INDUSTRY / MARKET Italy / France / Finland / Czech Republic
EXCLUSIVE: The Archive Film Festival Network comes to life
by Marta Bałaga
- Bergamo Film Meeting, FEMA La Rochelle, the Midnight Sun Film Festival and Summer Film School are joining forces on a new initiative celebrating archive films and cinematic heritage

Bergamo Film Meeting (Italy), FEMA La Rochelle (France), the Midnight Sun Film Festival (Finland, founded in 1986 by Aki Kaurismäki and Mika Kaurismäki) and Summer Film School (SFS, Czech Republic) have joined forces, creating the Archive Film Festival Network (AFFN): a new festival network focusing on archive films and film heritage.
Supported by MEDIA, it will comprise a complex system of shared activities covering different fields related to the presentation of archive films. This will include a shared programme section (called AFFN Presents), restored movies presented at festivals, plus year-long activities (AFFN Film), educational programmes (AFFN Education) and industry initiatives (AFFN Industry).
“This opens up new possibilities for our festival.
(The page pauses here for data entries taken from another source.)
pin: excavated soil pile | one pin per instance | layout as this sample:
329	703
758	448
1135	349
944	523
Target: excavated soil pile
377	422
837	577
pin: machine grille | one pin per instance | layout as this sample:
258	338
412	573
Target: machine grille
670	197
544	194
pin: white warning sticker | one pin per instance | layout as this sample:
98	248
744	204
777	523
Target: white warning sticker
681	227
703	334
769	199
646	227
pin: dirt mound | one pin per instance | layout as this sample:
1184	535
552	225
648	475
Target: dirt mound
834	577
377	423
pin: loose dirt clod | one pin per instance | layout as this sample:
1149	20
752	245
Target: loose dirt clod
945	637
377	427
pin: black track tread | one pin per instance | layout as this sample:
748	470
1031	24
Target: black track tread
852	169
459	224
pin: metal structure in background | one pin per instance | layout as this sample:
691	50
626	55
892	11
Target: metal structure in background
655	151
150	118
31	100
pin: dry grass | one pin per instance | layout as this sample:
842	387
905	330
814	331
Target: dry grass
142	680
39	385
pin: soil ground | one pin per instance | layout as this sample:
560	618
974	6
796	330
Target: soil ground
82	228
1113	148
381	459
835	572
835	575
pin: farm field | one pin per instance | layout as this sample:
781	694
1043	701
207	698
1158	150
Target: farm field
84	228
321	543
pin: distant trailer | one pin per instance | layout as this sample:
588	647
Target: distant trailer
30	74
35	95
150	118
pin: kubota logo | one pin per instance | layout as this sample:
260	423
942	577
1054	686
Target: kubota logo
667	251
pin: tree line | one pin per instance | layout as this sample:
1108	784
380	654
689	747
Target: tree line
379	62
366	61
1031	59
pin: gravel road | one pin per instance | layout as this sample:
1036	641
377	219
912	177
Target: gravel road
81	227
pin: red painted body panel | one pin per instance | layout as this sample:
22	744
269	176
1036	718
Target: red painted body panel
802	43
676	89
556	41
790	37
It is a big challenge and a project that puts Summer Film School on the map of relevant European film festivals,” said the Czech event’s Jan Jílek. “The majority of titles screened at SFS can be defined as archive films, which is a unique feature among Eastern European festivals. As a network coordinator, we have come up with the idea and decided to connect with our friends from three other festivals similar to ours. We are sure that the AFFN will result in more extensive cooperation among us, and it will allow us to create special programmes dedicated to archive films and film heritage in various fields.”
“AFFN gives us a chance to formulate what we have been doing informally for years,” added Midnight Sun Film Festival’s Milja Mikkola, noting: “Shared activities will result in a database that other festivals will be allowed to benefit from.”
During its first year, the network will focus on “the complexities of the private and public sphere in mid-1970s cinema”. It will also redistribute Jacques Demy’s classic musical The Umbrellas of Cherbourg in the Czech Republic, France, Italy and Finland. Each network festival will also offer an industry programme, discussing the circulation and programming of archive films in a contemporary festival context.
In the past, SFS has focused on the Cinema of Moral Anxiety; it has also shown silent films and held retrospectives of Luis Buñuel and Poland’s Jerzy Kawalerowicz. Bergamo Film Meeting has celebrated the work of Márta Mészáros and Agnès Varda as well as Costa-Gavras and Lauren Bacall.
FEMA La Rochelle has held retrospectives of Roberto Rossellini, Bulgarian director Binka Zhelyaskova, Pier Paolo Pasolini and Asta Nielsen, among others, while Midnight Sun has introduced its viewers to 90-year-old Finnish films, Croatian cinema in the 1960s and mid-century Hungarian animation.
“AFFN is a fantastic opportunity to strengthen and multiply the work and commitment we have been cultivating for many years: the promotion and circulation of archive films,” said Arnaud Dumatin, of FEMA La Rochelle. Each of the festivals has already been underlining the importance of film history and screening archive titles to its audience. Now, they will be able to “deepen” such cooperation, state the founders.
“The four festival members share the same vision for cinema, the same desire for support and the same goal to make our network an educational tool. It’s a network that also offers a space for confrontation and debates among its members, and constitutes an enriching benchmark for practices, as we don’t all work in a similar way,” observed Dumatin.
As underlined by its founders, AFFN has a “clear system of network management, including a detailed deal memo and guidelines”, and has also adopted a common strategy regarding gender balance and environmental sustainability.